Vol. 280, Issue 1, 232-237, 1997

Body Distribution of Free, Liposomal and Nanoparticle-Associated Mitoxantrone in B16-Melanoma-Bearing Mice

R. Reszka, P. Beck , I. Fichtner, M. Hentschel, J. Richter and J. Kreuter

Max-Delbrück Center for Molecular Medicine, Robert-Rössle Str. 10, D-13122 Berlin (R.R., I.F., J.R.); Institute of Pharmaceutical Technology of J. W. Goethe-University Frankfurt a.M., Biozentrum, Marie-Curie-Str. 9, D-60439 Frankfurt (P.B., J.K.); Procter & Gamble, London, UK (P.B.); and Strahlenklinik und Poliklinik, Virchow-Klinikum, Medizinische Fakultät der Humboldt-Universität zu Berlin, Augustenburger Platz 1, D-13353 Berlin, Germany (M.H.)

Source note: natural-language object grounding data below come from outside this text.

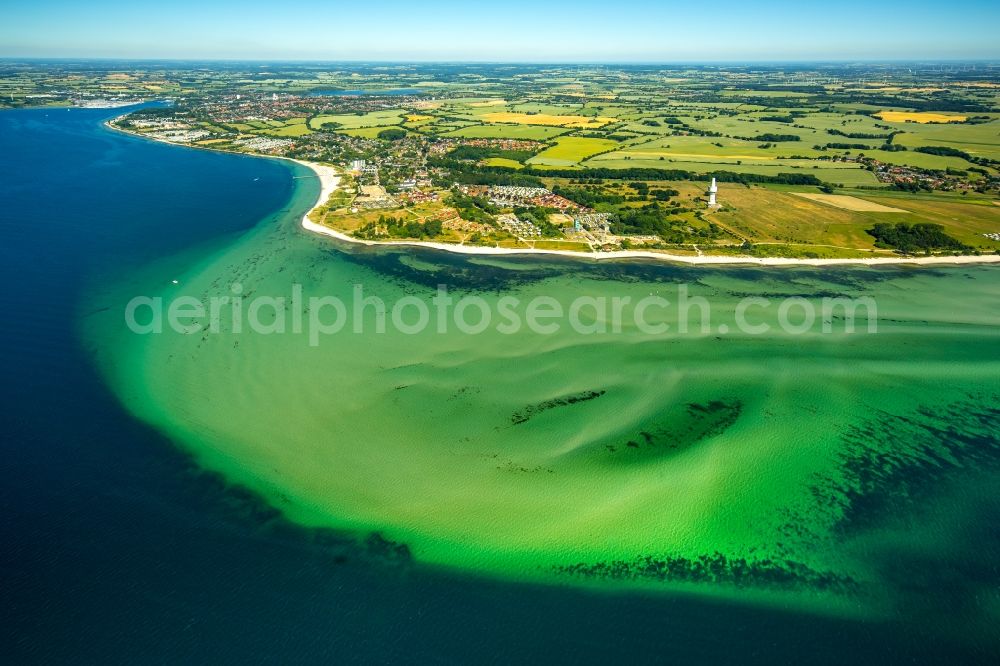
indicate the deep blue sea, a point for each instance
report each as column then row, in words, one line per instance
column 114, row 548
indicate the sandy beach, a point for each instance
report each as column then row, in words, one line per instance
column 329, row 181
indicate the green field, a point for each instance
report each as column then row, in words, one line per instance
column 570, row 150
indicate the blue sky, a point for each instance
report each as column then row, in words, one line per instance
column 512, row 30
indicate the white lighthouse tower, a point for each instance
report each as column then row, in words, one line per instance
column 712, row 190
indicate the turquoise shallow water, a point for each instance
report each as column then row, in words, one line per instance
column 871, row 457
column 774, row 468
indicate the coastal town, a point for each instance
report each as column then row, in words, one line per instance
column 595, row 171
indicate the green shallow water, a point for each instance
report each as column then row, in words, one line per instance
column 836, row 470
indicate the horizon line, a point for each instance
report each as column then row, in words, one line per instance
column 382, row 61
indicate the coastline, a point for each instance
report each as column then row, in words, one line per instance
column 329, row 181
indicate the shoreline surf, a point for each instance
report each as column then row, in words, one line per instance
column 330, row 181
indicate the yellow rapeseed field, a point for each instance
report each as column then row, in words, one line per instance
column 918, row 117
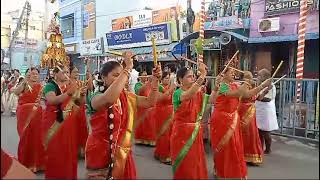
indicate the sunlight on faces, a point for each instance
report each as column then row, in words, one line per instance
column 229, row 75
column 112, row 76
column 62, row 75
column 188, row 79
column 166, row 80
column 74, row 73
column 33, row 75
column 144, row 79
column 247, row 75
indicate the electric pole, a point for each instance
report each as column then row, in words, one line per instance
column 18, row 28
column 28, row 7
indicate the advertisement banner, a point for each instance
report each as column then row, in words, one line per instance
column 168, row 15
column 139, row 37
column 143, row 18
column 122, row 23
column 223, row 23
column 31, row 43
column 164, row 15
column 225, row 14
column 91, row 47
column 276, row 7
column 208, row 44
column 89, row 21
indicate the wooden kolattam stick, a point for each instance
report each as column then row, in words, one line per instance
column 189, row 60
column 279, row 79
column 236, row 69
column 154, row 51
column 275, row 72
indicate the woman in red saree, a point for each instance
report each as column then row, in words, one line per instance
column 82, row 129
column 108, row 151
column 164, row 115
column 12, row 169
column 186, row 142
column 29, row 116
column 226, row 139
column 59, row 126
column 253, row 153
column 145, row 132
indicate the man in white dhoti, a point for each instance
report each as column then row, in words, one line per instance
column 266, row 111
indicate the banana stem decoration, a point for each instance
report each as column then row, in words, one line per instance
column 275, row 72
column 154, row 51
column 226, row 67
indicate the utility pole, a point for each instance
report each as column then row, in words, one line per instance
column 28, row 7
column 190, row 18
column 18, row 28
column 45, row 19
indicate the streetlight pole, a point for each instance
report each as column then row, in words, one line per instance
column 28, row 7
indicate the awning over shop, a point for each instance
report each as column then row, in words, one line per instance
column 212, row 33
column 270, row 39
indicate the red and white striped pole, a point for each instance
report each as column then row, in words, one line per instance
column 301, row 44
column 201, row 32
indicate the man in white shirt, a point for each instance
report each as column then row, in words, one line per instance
column 266, row 111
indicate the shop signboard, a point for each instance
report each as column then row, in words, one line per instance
column 139, row 37
column 142, row 19
column 122, row 23
column 276, row 7
column 91, row 47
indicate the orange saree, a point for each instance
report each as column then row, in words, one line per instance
column 100, row 145
column 164, row 115
column 251, row 142
column 29, row 116
column 187, row 149
column 59, row 134
column 226, row 140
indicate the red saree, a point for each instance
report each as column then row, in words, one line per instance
column 188, row 163
column 60, row 141
column 164, row 115
column 82, row 129
column 97, row 151
column 251, row 142
column 29, row 116
column 145, row 132
column 226, row 140
column 12, row 169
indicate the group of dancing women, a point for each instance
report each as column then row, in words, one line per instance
column 160, row 113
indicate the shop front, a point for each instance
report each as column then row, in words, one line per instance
column 138, row 41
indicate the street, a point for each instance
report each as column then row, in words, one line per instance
column 290, row 159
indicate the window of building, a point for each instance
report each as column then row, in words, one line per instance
column 67, row 26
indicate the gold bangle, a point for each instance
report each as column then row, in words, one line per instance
column 126, row 72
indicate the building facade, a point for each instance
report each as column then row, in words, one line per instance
column 274, row 34
column 71, row 28
column 21, row 56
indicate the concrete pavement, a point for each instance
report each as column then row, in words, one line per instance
column 290, row 158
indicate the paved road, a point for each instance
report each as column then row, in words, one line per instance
column 290, row 159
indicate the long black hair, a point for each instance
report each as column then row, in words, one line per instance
column 108, row 67
column 31, row 69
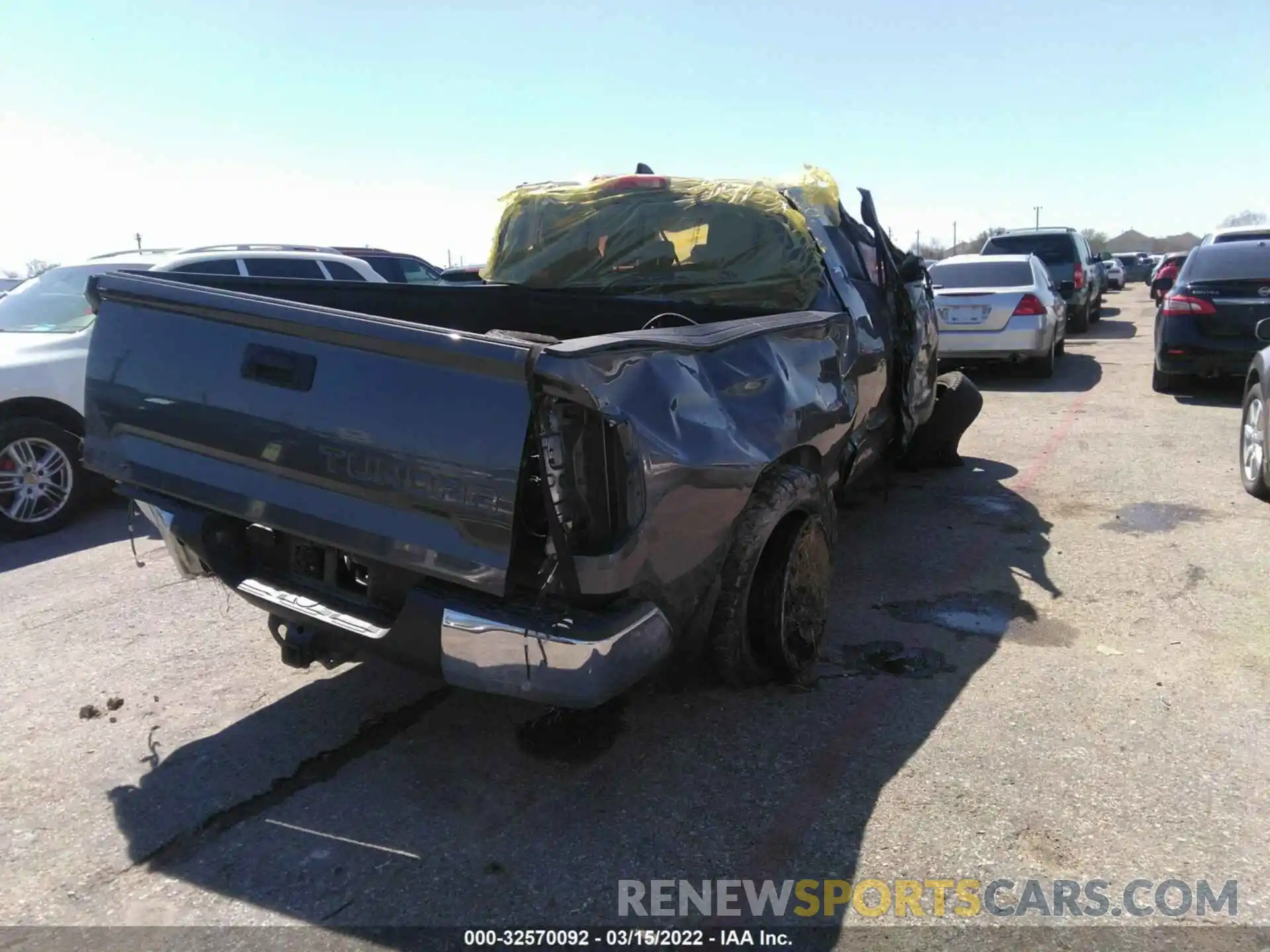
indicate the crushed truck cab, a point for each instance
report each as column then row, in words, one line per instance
column 619, row 450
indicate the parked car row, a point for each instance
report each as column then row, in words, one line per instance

B16-melanoma-bearing mice were treated with four different formulations containing equivalent doses of the highly effective antineoplastic drug mitoxantrone. The formulations were: A mitoxantrone solution, a negatively charged liposome preparation (small unilamellar vesicles), a ¹⁴C-labeled polybutylcyanoacrylate- (PBCA) nanoparticle suspension, and a suspension of poloxamine 1508-coated ¹⁴C-PBCA-nanoparticles. After 1, 4 and 24 hr, three animals of each group were killed and the mitoxantrone concentrations in the blood, tumor, liver, spleen, heart and bone marrow were determined using an high performance liquid chromatography technique. Additionally, the concentrations of PBCA particles in the same tissues were measured by scintillation counting to compare the mitoxantrone distribution with the corresponding PBCA nanoparticle distribution. Each formulation led to a different body distribution profile of the drug. Liposomes drastically increased the blood level of mitoxantrone even after 24 hr, although free drug was cleared quickly. Liposomes also raised the concentration in the liver and spleen, but not the drug level in the tumor. PBCA-nanoparticles considerably increased the mitoxantrone concentrations in tumor, heart and spleen. However, the increase in tumor concentrations was not statistically significant due to the high variability. Nevertheless, the tumor growth was reduced significantly (P < .05) compared to both, the liposome and the solution preparation. The nanoparticle polymer concentrations did not completely mirror those of the drug concentrations. Especially in the heart, where no nanoparticle polymer radioactivity was found, the particle concentration did not completely correspond to the mitoxantrone concentration, revealing that a part of the drug was lost from the particles. These pharmacokinetic results correspond to parallel therapeutic effects obtained with mitoxantrone-loaded nanoparticles and liposomes in the B16 melanoma.